Textos variados ressaltavam a importância de ser uma mãe má, que preenche a casa com valores rigorosos e cria filhos nobres e virtuosos. Ou mães carinhosas que deixam uma imagem doce e suave em sua prole... Mães há de todos os tipos e gostos.
A foto seria outra, o texto também, mas a saída precoce da cama fez uma pequena cria perceber que dormia sozinha nesta manhã de domingo e desencadeou um choro tão sofrido como o de minha perda.
De volta ao quarto o pedido "mamãe, deita" foi seguido de "mão", e aquela mãozinha sonolenta agarrou com firmeza a que lhe era oferecida, aconchegou-se e dormiu.
A cena trouxe de um passado remotíssimo o primeiro poema de Dia das Mães recitado no colégio em frente a todas as mães, que dizia que em uma etapa a mamãe segura a mão de seu rebento, logo ele cresce e caminha a seu lado, seguro, para então dar a mão para a mamãe caminhar.
A mãe que conheço estava começando a precisar dessa mão de apoio quando decidiu tomar outro rumo para voltar a andar sozinha e com força, e nessa, voou.
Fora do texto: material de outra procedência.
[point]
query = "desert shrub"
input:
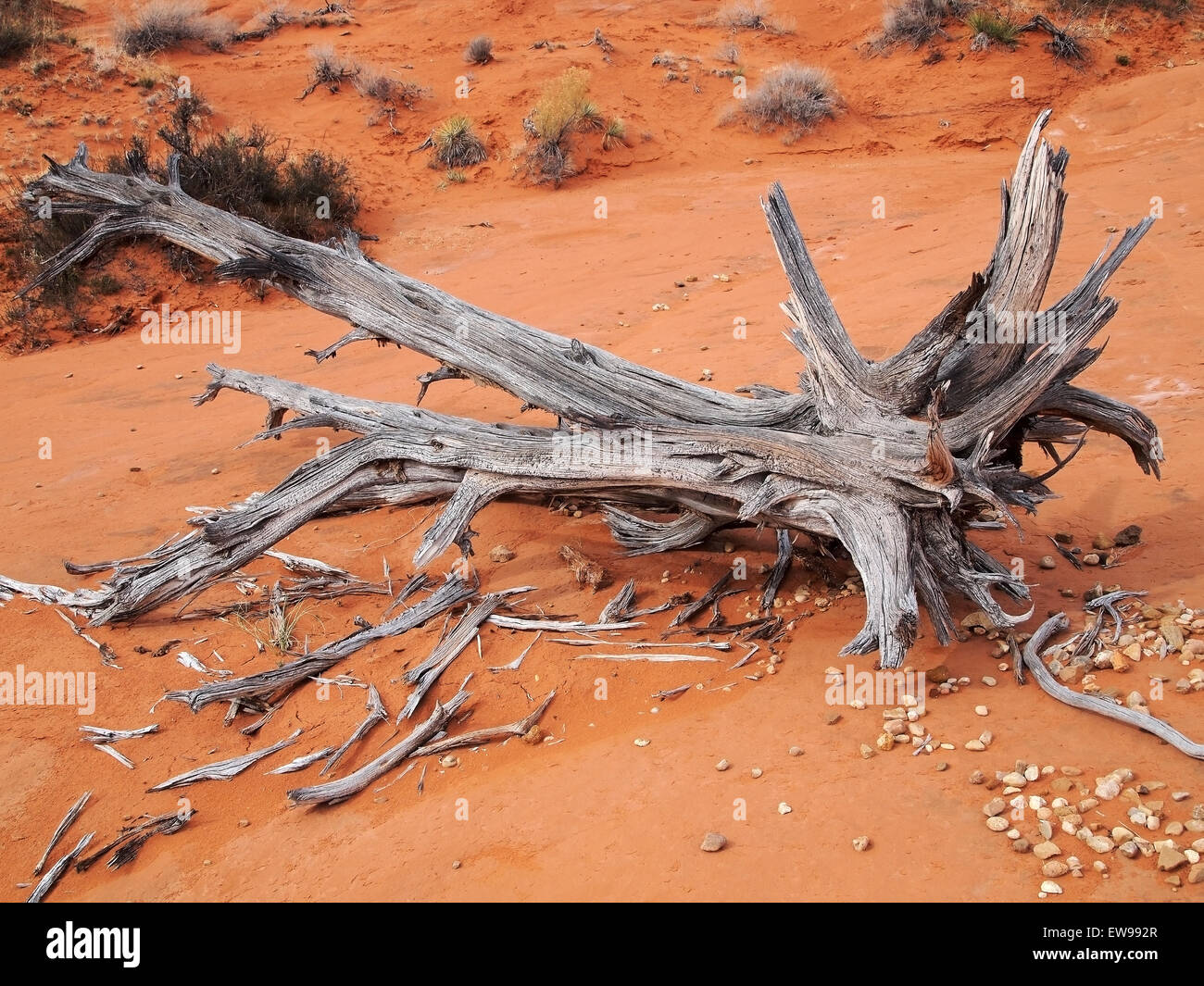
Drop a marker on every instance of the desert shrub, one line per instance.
(328, 69)
(161, 24)
(552, 123)
(750, 16)
(995, 27)
(377, 84)
(794, 97)
(23, 25)
(457, 144)
(914, 22)
(615, 132)
(480, 51)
Ficou a cria-mãe sozinha,pensando não ter ao lado de quem caminhar, a quem apoiar... E segura de seus pensamentos, esta manhã tomou um chacoalhão e foi lembrada de que por menor que seja a separação, estar sem sua estrela guia dói, a todos.
De volta ao leito, mãos dadas com uma mão menorzinha e quente, fica a dúvida sobre quem estava amparado quem.